By Mickey Noah
The North American Mission Board’s new South Region is the old “Bible Belt.” Some 13.7 million Southern Baptists live and worship here. Seemingly, there’s a church—Baptist or some other denomination’s—almost on every corner.
With so many churches and so many Baptists in the South, believers should vastly outnumber non-believers, right? No more SBC churches need to be started in the South, right? Save the new church plants and missionaries for the “unreached” regions of North America, right? Well, not so fast.
The South Region’s old tag as the Bible Belt was perhaps true at one time but today, it’s a myth. It’s a myth because an estimated 64 percent—67 million people—of the more than 104.3 million people who live in the South are considered to be “lost”—without Christ. Yet, there are more Southern Baptists and SBC congregations—38,671—here than anywhere else in North America. But one-fourth of North America’s 259 million non-believers live in the South.
Take Mississippi, for example. USA Today voted the Magnolia State the most “religious state in America.” Mississippi has more churches per capita—one for every 1,300 people—than any other state. So why plant more churches in Mississippi?

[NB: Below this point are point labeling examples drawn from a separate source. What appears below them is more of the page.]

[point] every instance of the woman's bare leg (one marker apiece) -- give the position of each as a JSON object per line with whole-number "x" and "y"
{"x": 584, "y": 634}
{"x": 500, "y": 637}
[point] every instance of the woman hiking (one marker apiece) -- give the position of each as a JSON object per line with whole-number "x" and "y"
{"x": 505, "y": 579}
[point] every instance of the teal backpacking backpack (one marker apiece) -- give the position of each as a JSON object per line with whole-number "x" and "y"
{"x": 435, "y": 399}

“With the number of churches in Mississippi, our state should look dramatically different on issues such as how we live, teen pregnancy, the divorce rate, our success rate in missions and evangelism, etc.,” says George Ross, director of the ONE8 church planting network and lead pastor of Lifepoint Baptist Church in Senatobia, Miss., located in the top northwest corner of the state. “But the state doesn’t look different. Our stats show that 50-54 percent of Mississippians are unchurched.